No it's a very strange, it's also hard to put myself back there, bearing in mind that was 98/99 and part of 2000, it's quite a few years ago.
Part of me was, I suppose, slightly relieved that they weren't actually going to do this chemotherapy that I'd heard about. Each time I would go and I suppose each time the haematologist would say, “No we don't need to give any more treatment,” somewhere in the back of my head was thinking, “Well this can carry on for years, you know, ten years, twelve years and then well, perhaps that's it, perhaps that's all that's going to be”. So it was slightly worrying but as long as they kept reassuring me that I was OK. And my own feeling in my body was I was OK and I could work and travel, I could do everything which I'd done prior to diagnosis, I could live with that.
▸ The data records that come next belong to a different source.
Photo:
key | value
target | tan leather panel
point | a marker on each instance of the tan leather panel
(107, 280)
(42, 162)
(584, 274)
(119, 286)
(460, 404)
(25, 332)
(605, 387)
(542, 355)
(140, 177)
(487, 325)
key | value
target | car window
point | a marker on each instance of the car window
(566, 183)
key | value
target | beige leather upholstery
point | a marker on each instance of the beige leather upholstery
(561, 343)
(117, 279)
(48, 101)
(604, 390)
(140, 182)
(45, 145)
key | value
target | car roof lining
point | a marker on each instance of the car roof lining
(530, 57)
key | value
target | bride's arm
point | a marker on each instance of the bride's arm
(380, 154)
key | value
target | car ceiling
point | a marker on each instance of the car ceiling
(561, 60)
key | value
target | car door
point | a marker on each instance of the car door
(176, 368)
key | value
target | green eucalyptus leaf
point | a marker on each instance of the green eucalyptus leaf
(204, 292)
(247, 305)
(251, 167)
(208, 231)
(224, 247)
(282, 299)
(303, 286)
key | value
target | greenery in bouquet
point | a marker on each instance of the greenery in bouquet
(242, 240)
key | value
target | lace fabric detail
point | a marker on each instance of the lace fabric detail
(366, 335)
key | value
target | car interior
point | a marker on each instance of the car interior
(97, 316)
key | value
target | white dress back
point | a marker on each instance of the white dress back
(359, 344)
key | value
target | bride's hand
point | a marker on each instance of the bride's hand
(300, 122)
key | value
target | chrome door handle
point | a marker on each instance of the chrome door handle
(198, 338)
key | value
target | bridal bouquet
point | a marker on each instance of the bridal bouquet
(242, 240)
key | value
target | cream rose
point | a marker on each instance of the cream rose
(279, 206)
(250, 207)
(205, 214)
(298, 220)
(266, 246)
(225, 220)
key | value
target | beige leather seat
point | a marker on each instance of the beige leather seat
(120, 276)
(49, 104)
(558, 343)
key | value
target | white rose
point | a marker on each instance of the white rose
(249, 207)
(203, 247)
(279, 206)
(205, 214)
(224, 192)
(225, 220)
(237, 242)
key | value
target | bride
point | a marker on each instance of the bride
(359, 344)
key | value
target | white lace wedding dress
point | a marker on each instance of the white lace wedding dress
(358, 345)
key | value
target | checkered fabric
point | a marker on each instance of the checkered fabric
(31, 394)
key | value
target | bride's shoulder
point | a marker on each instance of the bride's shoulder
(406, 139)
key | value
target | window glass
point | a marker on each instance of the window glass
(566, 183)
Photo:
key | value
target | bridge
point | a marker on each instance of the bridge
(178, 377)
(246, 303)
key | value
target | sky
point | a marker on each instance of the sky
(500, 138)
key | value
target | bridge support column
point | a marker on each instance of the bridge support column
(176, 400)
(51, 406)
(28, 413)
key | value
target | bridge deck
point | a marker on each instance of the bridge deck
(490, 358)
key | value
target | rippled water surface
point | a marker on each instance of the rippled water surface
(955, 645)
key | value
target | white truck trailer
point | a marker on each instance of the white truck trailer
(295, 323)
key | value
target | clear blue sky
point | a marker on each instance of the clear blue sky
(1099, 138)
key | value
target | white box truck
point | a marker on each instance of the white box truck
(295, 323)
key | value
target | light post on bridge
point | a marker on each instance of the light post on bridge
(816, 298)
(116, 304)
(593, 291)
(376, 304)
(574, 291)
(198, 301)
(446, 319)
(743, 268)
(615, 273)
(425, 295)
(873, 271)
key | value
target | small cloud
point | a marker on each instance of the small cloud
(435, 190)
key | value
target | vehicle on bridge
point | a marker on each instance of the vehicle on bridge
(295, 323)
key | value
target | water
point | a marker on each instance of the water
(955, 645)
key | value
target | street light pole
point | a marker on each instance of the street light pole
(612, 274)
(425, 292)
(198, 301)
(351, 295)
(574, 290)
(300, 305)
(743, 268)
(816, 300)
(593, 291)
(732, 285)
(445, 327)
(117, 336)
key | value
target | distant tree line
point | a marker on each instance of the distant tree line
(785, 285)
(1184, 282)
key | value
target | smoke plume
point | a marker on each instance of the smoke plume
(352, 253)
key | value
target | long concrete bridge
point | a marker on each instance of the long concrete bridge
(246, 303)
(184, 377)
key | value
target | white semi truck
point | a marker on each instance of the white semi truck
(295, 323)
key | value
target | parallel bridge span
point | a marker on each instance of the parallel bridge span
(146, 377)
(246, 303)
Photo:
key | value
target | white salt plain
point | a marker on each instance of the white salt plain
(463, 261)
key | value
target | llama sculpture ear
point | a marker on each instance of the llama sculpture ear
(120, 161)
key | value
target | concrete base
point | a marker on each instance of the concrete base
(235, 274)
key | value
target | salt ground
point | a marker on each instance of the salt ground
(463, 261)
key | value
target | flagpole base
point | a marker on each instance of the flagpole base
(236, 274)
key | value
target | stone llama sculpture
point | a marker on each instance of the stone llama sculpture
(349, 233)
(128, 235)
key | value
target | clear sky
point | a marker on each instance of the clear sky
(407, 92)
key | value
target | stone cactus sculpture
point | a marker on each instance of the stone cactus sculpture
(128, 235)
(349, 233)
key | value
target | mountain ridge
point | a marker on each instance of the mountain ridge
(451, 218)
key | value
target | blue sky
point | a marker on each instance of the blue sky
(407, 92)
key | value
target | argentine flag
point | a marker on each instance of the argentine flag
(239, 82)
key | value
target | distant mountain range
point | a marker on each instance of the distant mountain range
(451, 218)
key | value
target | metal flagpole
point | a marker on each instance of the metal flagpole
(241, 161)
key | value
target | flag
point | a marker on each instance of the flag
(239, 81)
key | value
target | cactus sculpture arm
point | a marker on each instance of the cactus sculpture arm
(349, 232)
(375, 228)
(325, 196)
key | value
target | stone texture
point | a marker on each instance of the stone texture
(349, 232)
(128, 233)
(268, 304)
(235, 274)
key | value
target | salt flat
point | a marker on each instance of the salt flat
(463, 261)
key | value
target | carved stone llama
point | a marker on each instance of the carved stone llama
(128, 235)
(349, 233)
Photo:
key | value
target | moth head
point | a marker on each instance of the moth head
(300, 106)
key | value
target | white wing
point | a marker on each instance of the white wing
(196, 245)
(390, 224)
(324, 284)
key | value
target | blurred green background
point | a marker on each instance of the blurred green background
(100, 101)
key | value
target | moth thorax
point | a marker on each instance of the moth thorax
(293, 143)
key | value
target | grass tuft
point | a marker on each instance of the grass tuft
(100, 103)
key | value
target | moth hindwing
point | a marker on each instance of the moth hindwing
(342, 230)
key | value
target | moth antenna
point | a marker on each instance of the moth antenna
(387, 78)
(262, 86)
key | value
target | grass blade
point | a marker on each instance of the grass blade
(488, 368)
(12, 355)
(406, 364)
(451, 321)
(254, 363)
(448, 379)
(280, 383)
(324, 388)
The problems came going back to the hospital every eight, ten weeks, whatever it might have been, because then you remember. You just get to the point where you're busy with other things, life is happening, and you can sort of put it to the back of your head. When you have to go to the hospital and sit in the waiting room and it's in the front of your head again and you have to consider all of the options that are available to you. But some people I understand really struggle with the watchful waiting because they want to get on and do something. And I was fortunate: I'm busy, I was working, and that filled the gap, I suppose that filled the worry hole that could be there. And then when we came to the point of actually doing the chemotherapy then I could actually focus on that, I could focus on, “Right, now we start to work”.